The storage unit 16 stores, for example, information regarding the processing of estimating a state transition probability between data sets. The storage unit 16 stores, for example, the data sets used for the processing of estimating the state transition probability. The storage unit 16 stores, for example, the state transition probability for each of attributes. In a case where the data set includes pieces of health-related data, the storage unit 16 stores, for example, a state transition probability between pieces of health-related data for each of the attributes. The storage unit 16 stores, for example, the estimation model. The estimation model may be stored in a storage means outside the data estimation device 10.

The terminal device 20 is, for example, a terminal device that accesses the data estimation device 10 and is used for the processing of estimating the state transition probability between the data sets. The terminal device 20 acquires, for example, an estimation result of a state transition probability between data sets from the output unit 15 of the data estimation device 10. In a case where the data set includes pieces of health-related data, the terminal device 20 acquires, for example, a state transition probability between pieces of health-related data of different age groups. The terminal device 20 outputs the estimation result of the state transition probability between the data sets to, for example, a display device (not illustrated).

The terminal device 20 acquires, for example, an estimation result of a transition destination of data from the output unit 15 of the data estimation device 10. In a case where the data set includes pieces of health-related data, the terminal device 20 acquires, for example, an estimation result of health-related data in a case where the age of a target person has increased. The terminal device 20 outputs the estimation result of the transition destination of the data to, for example, a display device (not illustrated).

The terminal device 20 acquires, for example, an attribute of data that is a target of estimation of a transition destination, the data being input by an operation of an operator. Then, the terminal device 20 outputs the attribute of the data that is the target of estimation of the transition destination to the acquisition unit 11 of the data estimation device 10, for example. In addition, when the data that is the target of estimation of the transition destination is input to the terminal device 20, the terminal device 20 outputs the data that is the target of estimation of the transition destination to, for example, the acquisition unit 11 of the data estimation device 10.

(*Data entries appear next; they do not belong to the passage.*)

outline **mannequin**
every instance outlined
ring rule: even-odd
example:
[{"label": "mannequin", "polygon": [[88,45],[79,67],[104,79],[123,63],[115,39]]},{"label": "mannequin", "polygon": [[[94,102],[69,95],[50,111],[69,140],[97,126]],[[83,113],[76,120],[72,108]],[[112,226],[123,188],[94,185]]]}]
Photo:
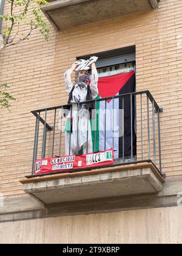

In a case where a data set includes pieces of health-related data, the operator using the terminal device 20 is, for example, a target person or a person who gives advice for making a decision on health or assets to the target person. The person who gives advice to the target person is, for example, a medical worker, an insurance person, a human resource person, a financial planner, or a person in charge of a financial institution. The medical worker is a physician, nurse, physical therapist, pharmacist, laboratory technician, or even a consultant. The medical worker is not limited to the above. The person who gives advice to the target person is not limited to the above.

As the terminal device 20, for example, a personal computer, a tablet computer, a smartphone, or a smartwatch can be used. An information processing device used for the terminal device 20 is not limited to the above.

The data management device 30 stores, for example, data sets to be used for estimating a state transition probability. For example, the data management device 30 stores a data set and attributes of pieces of data included in the data set in association with each other. The data management device 30 stores, for example, health-related data as the data sets to be used for estimating the state transition probability. For example, the data management device 30 may store health-related data in association with a measurement date of the health-related data and the age of a person relevant to the health-related data. The data management device 30 outputs the data sets and the attributes to the acquisition unit 11 of the data estimation device 10, for example.

In a case where the data set includes pieces of health-related data, pieces of the health-related data are, for example, medical examination results for each age group. The data management device 30 stores, for example, the execution date of a medical examination, an attribute of a person who has received the medical examination, and a result of the medical examination in association with each other. The attribute is, for example, information of one or more items of age, gender, domicile, nationality, occupation, previous disease, and previous disease of a family. The attribute is not limited to the above. The execution date of the medical examination may be information indicated by the month, year, or year in which the medical examination was conducted. The data management device 30 may store the result of the medical examination as a database classified based on at least one of the execution date of the medical examination and the attribute of the person who has received the medical examination.

In a case where the data set is the medical examination result, the data management device 30 may store, for example, the medical examination result as anonymized information or pseudonymized information. The anonymized information is, for example, information processed in such a way that an individual cannot be identified even if the anonymized information is collated with other information. The pseudonymized information is, for example, information processed in such a way that an individual cannot be identified by itself but can be identified when collated with other information.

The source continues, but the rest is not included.